Molti affidano confidenze a «Giorgia Benusiglio prevenzione droga», la sua pagina facebook: «Ho 13 anni, da un po’ di tempo penso che la mia vita debba finire adesso. Sono autolesionista, mi limito a farmi del male con le unghie ma ho quasi tentato il suicido quando in casa non c’era nessuno...».
Qualche volta a scrivere sono le madri.

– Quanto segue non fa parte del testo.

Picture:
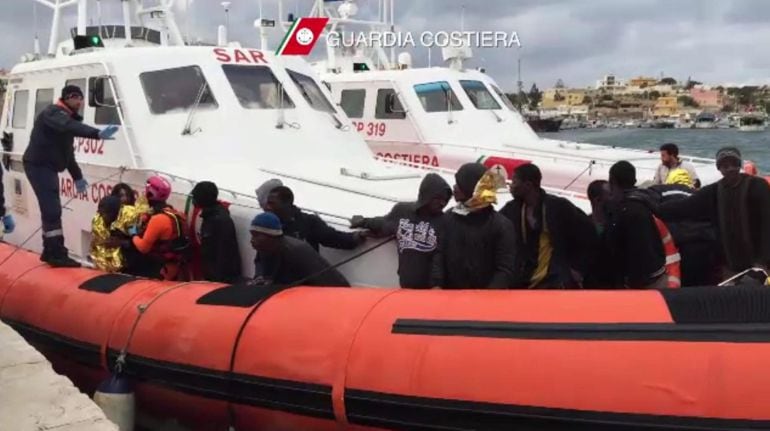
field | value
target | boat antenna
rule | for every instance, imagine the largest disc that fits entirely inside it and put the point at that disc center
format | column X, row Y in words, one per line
column 226, row 6
column 187, row 21
column 99, row 16
column 37, row 39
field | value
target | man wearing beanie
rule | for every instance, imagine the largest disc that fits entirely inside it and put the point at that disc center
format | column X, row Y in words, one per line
column 49, row 152
column 288, row 261
column 738, row 206
column 477, row 251
column 220, row 257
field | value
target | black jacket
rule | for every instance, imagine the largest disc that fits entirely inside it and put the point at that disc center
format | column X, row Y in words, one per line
column 477, row 251
column 296, row 261
column 313, row 230
column 417, row 237
column 51, row 142
column 417, row 241
column 751, row 199
column 220, row 257
column 633, row 240
column 573, row 240
column 685, row 231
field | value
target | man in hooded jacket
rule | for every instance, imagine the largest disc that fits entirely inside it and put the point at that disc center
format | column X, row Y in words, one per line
column 418, row 229
column 639, row 259
column 738, row 206
column 220, row 257
column 477, row 250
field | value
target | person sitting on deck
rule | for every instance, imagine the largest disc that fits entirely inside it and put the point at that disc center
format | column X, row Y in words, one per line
column 669, row 157
column 287, row 260
column 308, row 227
column 162, row 236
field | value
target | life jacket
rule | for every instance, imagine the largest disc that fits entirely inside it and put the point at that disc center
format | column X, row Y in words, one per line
column 673, row 259
column 176, row 249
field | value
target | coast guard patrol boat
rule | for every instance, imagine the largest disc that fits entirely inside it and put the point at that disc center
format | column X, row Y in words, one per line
column 447, row 116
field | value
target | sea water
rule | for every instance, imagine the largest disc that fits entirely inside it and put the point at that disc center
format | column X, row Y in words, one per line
column 754, row 146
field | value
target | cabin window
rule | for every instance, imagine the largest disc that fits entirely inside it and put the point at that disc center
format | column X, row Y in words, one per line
column 256, row 87
column 479, row 95
column 43, row 99
column 177, row 90
column 352, row 102
column 81, row 84
column 388, row 105
column 312, row 92
column 437, row 97
column 20, row 103
column 103, row 114
column 506, row 101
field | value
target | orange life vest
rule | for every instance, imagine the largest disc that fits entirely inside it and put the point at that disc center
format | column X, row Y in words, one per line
column 673, row 259
column 176, row 248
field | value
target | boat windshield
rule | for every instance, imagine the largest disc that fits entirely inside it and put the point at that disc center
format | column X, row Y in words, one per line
column 437, row 97
column 256, row 87
column 506, row 101
column 177, row 90
column 311, row 92
column 479, row 95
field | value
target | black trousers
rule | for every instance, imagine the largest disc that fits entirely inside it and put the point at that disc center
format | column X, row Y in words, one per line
column 45, row 184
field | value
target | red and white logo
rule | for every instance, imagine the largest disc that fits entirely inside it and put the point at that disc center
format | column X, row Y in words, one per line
column 302, row 36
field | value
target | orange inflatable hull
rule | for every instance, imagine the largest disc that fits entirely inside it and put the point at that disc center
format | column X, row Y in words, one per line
column 328, row 359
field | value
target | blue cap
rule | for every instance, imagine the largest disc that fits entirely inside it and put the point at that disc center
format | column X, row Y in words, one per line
column 267, row 223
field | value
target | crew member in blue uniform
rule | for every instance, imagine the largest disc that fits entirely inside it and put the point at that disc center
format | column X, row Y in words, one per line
column 51, row 151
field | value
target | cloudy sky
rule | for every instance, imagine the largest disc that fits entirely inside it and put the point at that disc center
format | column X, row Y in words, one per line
column 715, row 41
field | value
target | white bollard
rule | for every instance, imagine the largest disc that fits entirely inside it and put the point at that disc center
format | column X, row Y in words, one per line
column 116, row 398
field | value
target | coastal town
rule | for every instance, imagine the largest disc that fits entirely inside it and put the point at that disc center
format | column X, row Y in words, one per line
column 663, row 102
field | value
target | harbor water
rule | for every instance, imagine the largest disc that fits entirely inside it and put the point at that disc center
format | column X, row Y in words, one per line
column 754, row 146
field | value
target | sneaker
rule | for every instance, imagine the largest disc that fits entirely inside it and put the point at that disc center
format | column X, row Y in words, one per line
column 63, row 262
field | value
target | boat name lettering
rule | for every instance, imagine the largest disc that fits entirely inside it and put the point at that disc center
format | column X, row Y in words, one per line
column 371, row 128
column 95, row 194
column 419, row 159
column 249, row 56
column 89, row 146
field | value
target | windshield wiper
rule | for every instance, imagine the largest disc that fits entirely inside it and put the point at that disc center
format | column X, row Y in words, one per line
column 188, row 126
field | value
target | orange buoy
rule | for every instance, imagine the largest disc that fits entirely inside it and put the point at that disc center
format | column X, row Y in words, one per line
column 213, row 356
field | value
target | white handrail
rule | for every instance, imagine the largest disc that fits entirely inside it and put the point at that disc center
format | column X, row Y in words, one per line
column 119, row 109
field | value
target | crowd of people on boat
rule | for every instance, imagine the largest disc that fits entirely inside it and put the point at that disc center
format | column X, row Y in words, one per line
column 663, row 233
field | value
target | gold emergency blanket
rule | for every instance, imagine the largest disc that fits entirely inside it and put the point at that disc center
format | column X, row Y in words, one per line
column 110, row 259
column 485, row 193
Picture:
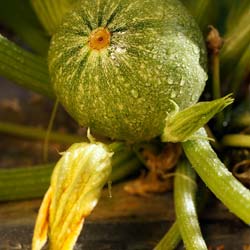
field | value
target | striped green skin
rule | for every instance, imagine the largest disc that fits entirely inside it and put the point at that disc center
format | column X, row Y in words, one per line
column 124, row 91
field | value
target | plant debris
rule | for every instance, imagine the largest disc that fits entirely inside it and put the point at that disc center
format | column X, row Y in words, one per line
column 160, row 168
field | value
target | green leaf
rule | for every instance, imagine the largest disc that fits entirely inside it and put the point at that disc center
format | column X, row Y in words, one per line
column 51, row 12
column 19, row 17
column 24, row 68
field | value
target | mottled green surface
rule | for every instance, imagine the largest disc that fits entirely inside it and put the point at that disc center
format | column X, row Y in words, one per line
column 124, row 91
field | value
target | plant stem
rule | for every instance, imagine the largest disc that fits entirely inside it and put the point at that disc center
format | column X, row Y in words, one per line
column 48, row 131
column 20, row 18
column 32, row 182
column 171, row 239
column 216, row 76
column 24, row 68
column 185, row 208
column 38, row 133
column 236, row 140
column 241, row 71
column 217, row 177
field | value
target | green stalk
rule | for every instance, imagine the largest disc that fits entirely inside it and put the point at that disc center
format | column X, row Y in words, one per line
column 217, row 177
column 20, row 18
column 24, row 68
column 51, row 12
column 48, row 131
column 38, row 133
column 171, row 239
column 185, row 188
column 32, row 182
column 236, row 140
column 241, row 71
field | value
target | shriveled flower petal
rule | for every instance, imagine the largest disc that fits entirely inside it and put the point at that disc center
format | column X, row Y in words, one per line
column 76, row 183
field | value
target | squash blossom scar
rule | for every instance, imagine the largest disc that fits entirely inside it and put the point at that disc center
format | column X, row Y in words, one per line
column 99, row 39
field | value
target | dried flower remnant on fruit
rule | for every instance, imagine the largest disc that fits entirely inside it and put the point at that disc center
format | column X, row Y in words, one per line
column 214, row 40
column 99, row 39
column 76, row 184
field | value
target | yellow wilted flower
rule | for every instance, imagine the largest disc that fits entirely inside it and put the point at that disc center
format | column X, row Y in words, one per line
column 76, row 183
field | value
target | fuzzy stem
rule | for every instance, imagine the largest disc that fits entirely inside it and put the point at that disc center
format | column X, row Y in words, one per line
column 217, row 177
column 24, row 68
column 48, row 132
column 216, row 76
column 38, row 133
column 236, row 140
column 171, row 239
column 185, row 208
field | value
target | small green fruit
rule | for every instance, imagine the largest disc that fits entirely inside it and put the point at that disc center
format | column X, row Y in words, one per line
column 117, row 66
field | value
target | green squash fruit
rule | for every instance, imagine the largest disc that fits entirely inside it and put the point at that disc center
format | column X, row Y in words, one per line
column 120, row 66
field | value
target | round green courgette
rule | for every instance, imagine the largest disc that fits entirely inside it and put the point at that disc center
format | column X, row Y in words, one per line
column 119, row 66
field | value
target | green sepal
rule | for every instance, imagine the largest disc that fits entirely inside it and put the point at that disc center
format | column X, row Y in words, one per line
column 180, row 126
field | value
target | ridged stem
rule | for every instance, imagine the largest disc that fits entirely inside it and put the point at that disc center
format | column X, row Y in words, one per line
column 32, row 182
column 185, row 188
column 217, row 177
column 171, row 239
column 236, row 140
column 48, row 131
column 37, row 133
column 24, row 68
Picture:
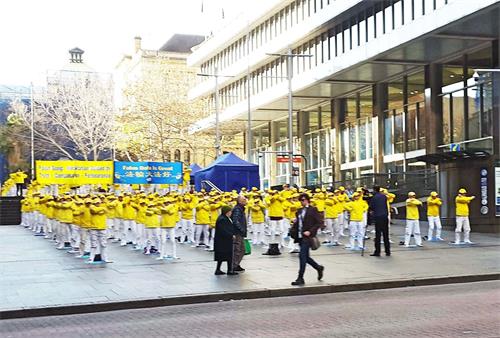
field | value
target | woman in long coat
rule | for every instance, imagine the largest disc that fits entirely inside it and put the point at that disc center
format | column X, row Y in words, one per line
column 223, row 241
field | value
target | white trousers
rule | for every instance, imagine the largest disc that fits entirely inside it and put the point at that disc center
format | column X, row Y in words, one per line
column 258, row 233
column 462, row 223
column 333, row 224
column 201, row 228
column 170, row 233
column 434, row 222
column 152, row 238
column 356, row 234
column 274, row 226
column 187, row 230
column 98, row 242
column 413, row 228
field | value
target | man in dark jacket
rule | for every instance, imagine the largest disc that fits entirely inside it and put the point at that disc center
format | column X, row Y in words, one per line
column 379, row 211
column 305, row 227
column 223, row 241
column 240, row 224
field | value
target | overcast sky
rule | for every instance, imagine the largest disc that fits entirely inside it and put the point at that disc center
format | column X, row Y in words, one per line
column 35, row 35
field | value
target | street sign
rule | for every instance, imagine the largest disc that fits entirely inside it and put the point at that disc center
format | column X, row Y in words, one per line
column 284, row 159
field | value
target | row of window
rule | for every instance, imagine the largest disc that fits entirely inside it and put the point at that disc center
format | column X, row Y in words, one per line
column 379, row 19
column 279, row 23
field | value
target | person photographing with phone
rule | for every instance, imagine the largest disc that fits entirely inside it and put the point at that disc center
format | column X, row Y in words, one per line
column 305, row 227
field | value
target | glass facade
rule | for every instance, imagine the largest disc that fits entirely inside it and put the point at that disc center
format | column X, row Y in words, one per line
column 467, row 103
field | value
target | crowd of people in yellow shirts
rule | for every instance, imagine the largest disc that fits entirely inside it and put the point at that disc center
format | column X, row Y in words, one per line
column 156, row 223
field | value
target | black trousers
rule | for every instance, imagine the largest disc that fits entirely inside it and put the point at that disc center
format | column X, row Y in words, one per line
column 305, row 258
column 19, row 189
column 382, row 229
column 229, row 265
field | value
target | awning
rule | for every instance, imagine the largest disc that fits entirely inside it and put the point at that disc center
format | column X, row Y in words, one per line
column 453, row 156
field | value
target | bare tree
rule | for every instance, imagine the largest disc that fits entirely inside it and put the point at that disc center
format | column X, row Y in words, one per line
column 157, row 113
column 74, row 119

Non sanno come comportarsi davanti a una figlia o un figlio adolescente che sembra voler comunicare con tutti tranne che con loro. «Io non ho certo la pretesa di sapere cosa fare in ogni occasione - dice Giorgia -, ma so che spesso bastano piccole cose a fare grandi differenze. Un esempio? Se tua figlia è lontana a studiare da qualche parte non le chiedere ogni santo giorno: cos’hai mangiato? Chiedile se si sta divertendo, se sta bene. Cambiano i toni immediatamente. Quando mi riscrivono per dirmi che ha funzionato io mi sento felice. Per loro e per me stessa».

di Giusi Fasano

31 maggio 2015

FONTE: http://www.corriere.it/cronache/15_maggio_31/educare-vita-ragazzi-difficili-scelta-giorgia-benusiglio-51207b18-075d-11e5-811d-00d7b670a5d4.shtml


Ecco una storia che ci insegna come da un male vissuto, spesso ne può uscire un Bene, come da una cattiva esperienza possono scaturire dei frutti estremamente buoni e duraturi. E questo è proprio il caso di Giorgia Benusiglio, che da una tragica esperienza che l'ha portata fin sulla soglia della morte, è ritornata alla vita con la fortissima motivazione di aiutare tutta quella gioventù che spesso si ritrova allo sbando, incamminata verso cattive strade e ammaliata da false luci. E c'è davvero molto bisogno di testimonianze forti e dell'esperienza di persone come Giorgia, per aiutare giovani e genitori.